I'm not entirely picky with potential friends (well, sometimes I am picky I guess)... if they show an interest I'll procure a friendship.
I wonder sometimes whether we are too slow to show interest in others. I mean if we are interested, why not show it?

It's a slow process of getting to know each other and feeling like what we are revealing is in good balance. They tell me something, I tell them something. I have friends on all different levels, but I always wonder how the other person views the friendship. Our definitions of what a friendship is might be entirely different. I might think it's shallow, when they think we are close.
I feel like the slowness is much too characteristic of deciding how fast we want to go. I often hold people at a grand distance. And if they are too quick, I simply slow down. The only problem has been when they are slow to increase the friendship level, if they are indeed interested. That's when I usually shut down indefinitely and wait till the "wind" sparks up the fire of friendship again. Oftentimes it seems like the end. But as I use my long-term thinking, I realize that my method should be interact, wait at "stuck" points, and then interact again.
 
back when i thought i was supposed to have lots of friends like everybody else i had a really hard time.
i could not fit in. i tried, but it wasn't me and i had a lot of inner turmoil a lot of negative inner dialog that piled up.

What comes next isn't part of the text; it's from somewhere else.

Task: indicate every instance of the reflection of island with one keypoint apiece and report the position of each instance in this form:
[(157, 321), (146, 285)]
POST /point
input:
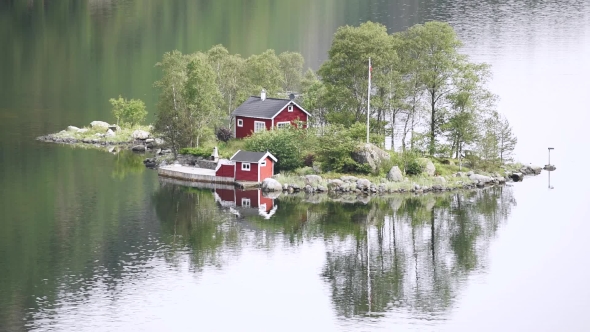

'being myself' set me apart in a negative way for most of my teens and young adult life. finally i decided i didn't care anyway, why was i trying so hard??

i have pretty much relaxed into who i am. i am now more able to look with objectivity at my actions, my growth, and my interactions with others.
now those who find me interesting gravitate to me, and those that don't just don't. and that's ok.
consequently i have few friends, but they are the best people to have in my life at this time and i adore them.

I honestly know where your coming from, the idea that I could only feel important with lots of friends was pretty depressing. Looking back now it just makes me laugh. Being myself was the best thing for me. My group has changed a bit, but I'm happy with whom I call a friend now. I find that those that have negative things to say only do because they don't understand you.
 
i find it difficult to make new friends, because i don't connect with many people. and sometimes i'm too shy to give things a try. i rarely show all of me. i like gentle thoughtful people. i tend to open up more then.
 
I have different groups of friends which satisfy different needs. There's a common element in my personality which I would think all of the groups would agree on about me. Sometimes I tone certain aspects of my personality based on the group. When I hang around my "Catholic" friends, I try to be more "tasteful" while with other groups I can be pretty twisted and pervy. I wouldn't say that I'm being false to any of them because they are all aspects of me. I've been one of those people that have been ingrained in the notion of behaving appropriately at certain places and times (asides from the occasional bouts of childishness). Usually in those groups, there's only one or a few individuals in each group that I would be comfortable talking to on a one-on-one basis and those people I consider my stronger friends. That being said, sometimes there's still a lot of gaps during conversations with them.